Kırgızistan'dan evlendiği eşi Sabira Hanım'la Fikret Bey hacda ilginç bir olay yaşarlar. Eşinin ailesi ilk başta razı olmaz. Ama vizeleri alınca, Fikret Bey'le beraber o mukaddes yolculuğa çıkarlar.
Kâbe'yi görünce eşi çok etkilenir. Mukaddes beldeye vardıktan bir müddet sonra da hastalanır
Sabira Hanım. Eli ayağı tutulur ve komaya girer.
Hiçbir yerini hissetmez. Hastaneye kaldırırlar.
****Fikret Bey ızdırapla dua eder***.
Hiç ümit yokken gece iki gibi uyanır.
"Ben iyiyim." der, elleri ve diğer uzuvları açılır.
Allah'ın izni ile hiçbir şeyi kalmaz.
Sabah namazı vakti 'Veda tavafını yapalım' diyerek ayağa kalkar. Israr edince otobüse yetişirler.
Veda tavafında yine aynı durum yaşanır.
Hemen hastaneye kaldırırlar Sabira Hanım'ı.
Tam üç gün komada kalır. Analizler vs. hiçbir sonuç vermez ve bir teşhis koyamazlar.
Artık ümit kalmamıştır.
***Fikret Bey hep dua eder ve, "
-- Allah'ım bu diyarlardan beni onsuz geri döndürme!"
diye niyaz eder.
Allah'ın izni ile üç gün sonra yine bir anda kendine gelir, gözlerini açar. Fikret Bey şaşkındır.
Sabira Hanım'ın ilk sorusu,
"Beyaz entarili üç kişi vardı, nerede onlar?" olur.
"Doktorlar mı?" derler. "Hayır, onları biliyorum." der.

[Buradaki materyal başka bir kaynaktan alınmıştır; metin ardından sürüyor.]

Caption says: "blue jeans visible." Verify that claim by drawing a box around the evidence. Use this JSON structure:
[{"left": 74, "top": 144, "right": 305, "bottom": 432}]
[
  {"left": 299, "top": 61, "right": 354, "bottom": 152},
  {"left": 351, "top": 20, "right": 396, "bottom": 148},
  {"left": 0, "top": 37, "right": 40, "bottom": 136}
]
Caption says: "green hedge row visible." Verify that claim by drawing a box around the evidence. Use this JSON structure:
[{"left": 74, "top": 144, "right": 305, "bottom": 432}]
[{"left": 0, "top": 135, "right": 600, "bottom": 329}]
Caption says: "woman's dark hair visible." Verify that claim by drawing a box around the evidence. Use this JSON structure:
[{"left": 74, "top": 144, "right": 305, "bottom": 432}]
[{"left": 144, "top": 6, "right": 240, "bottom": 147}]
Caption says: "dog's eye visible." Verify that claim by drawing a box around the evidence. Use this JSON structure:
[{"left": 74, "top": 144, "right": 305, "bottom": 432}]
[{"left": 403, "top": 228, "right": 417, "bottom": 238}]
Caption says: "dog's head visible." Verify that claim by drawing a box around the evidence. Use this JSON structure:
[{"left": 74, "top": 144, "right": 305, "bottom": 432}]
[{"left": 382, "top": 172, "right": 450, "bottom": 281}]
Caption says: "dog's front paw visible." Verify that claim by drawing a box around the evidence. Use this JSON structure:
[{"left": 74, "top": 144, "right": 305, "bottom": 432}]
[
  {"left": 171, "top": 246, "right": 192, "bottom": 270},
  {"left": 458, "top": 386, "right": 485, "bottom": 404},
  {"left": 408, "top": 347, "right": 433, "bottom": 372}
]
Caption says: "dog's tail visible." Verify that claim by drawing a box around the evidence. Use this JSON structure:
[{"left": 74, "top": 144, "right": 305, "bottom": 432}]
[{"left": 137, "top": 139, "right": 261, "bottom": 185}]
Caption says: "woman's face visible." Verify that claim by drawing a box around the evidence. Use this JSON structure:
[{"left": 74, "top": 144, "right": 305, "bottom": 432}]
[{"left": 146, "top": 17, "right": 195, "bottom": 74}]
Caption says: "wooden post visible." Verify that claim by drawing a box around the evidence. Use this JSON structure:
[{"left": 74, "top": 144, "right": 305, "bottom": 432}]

Hemen sonrasında sağlığına kavuşur.
Yakaza halinde gördüklerini Fikret Bey'e şöyle anlatır:
"Gelen beyaz entarililer, melekti.
Benimle konuştular
"Seni Resulullah (sas) davet ediyor.
Seni götürmeye geldik." dediler.
***"Ben iki sebepten gelemem." dedim.
Melekler bu cevap üzerine giderlerken,
--kendi aralarında konuştular. İçlerinden birisi
"Tam olarak herhalde nereye davet ettiğimizi anlamadı, tekrar ben davet edeceğim." dedi ve tekrar yanıma gelip sordu:
--"Nedir o sebepler?" dedi.
"Efendimiz'in davetine icabet ettirmeyen.
--" "Birincisi, Fikret Bey bensiz dönerse Kırgızistan'da ailem onu yaşatmaz.
--İkincisi ise onun mal varlığı benim üzerime.
Ölürsem kul hakkı ile gitmiş olurum." dedim.
Melek de "Kul hakkı olunca mazur görebiliriz."
dedi ve ayrıldı.
Hac dönüşü de Sabira Hanım başını örter ve bütün baskılara rağmen bir daha açmaz.
Dünyaya gelen evlatlarının isimleri Osman Gazi ve Ertuğrul Gazi'dir. Sabira Hanım, gerek Kırgızistan'da gerek Mozambik'te evlatlarını hiç abdestsiz emzirmediğini söylemektedir.
Madagaskar'a ziyarete gelirler.
Aslında İslam Bankası,
Fikret Özdin Bey'i bundan yirmi yıl önce bir görev için Madagaskar'a göndermiş.
Türk okulunda görev yapan bilgisayarcı Kırgız asıllı Talgat öğretmen burada karşısına çıkınca çok şaşırdı.